Sándor J. Kovács, PhD, MD, a professor of medicine and of cell biology & physiology at Washington University School of Medicine in St. Louis, has been elected an honorary member of the Hungarian Academy of Sciences. Also an adjunct professor of physics and of biomedical engineering, Kovács is being honored for his outstanding contributions to the field of cardiology, especially in the areas of cardiovascular physiology and biophysics.
Kovács, who was born in Budapest, Hungary, is the founding director of the Cardiovascular Biophysics Laboratory at the School of Medicine. He and his research group combine aspects of engineering, physics, physiology, clinical medicine and the biomedical sciences to solve basic and applied problems in understanding heart function and cardiovascular disease.
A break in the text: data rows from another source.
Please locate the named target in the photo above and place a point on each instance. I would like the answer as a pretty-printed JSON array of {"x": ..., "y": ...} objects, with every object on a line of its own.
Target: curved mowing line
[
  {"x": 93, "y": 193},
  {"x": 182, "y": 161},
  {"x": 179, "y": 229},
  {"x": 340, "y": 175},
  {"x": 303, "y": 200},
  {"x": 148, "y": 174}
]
The goal is to improve diagnosis and therapy for cardiovascular conditions.
Kovács, a recipient of an honorary doctoral degree from Lund University in Sweden, is known for having developed an approach based on the laws of motion to assess the diastolic — or filling — function of the heart. The new methods Kovács has developed make use of multimodal imaging — including echocardiography and MRI — of the heart. The motion-based model accurately obtains the physiologic determinants of the early, rapid-filling phase of the left ventricle, thereby quantifying the presence and severity of disease.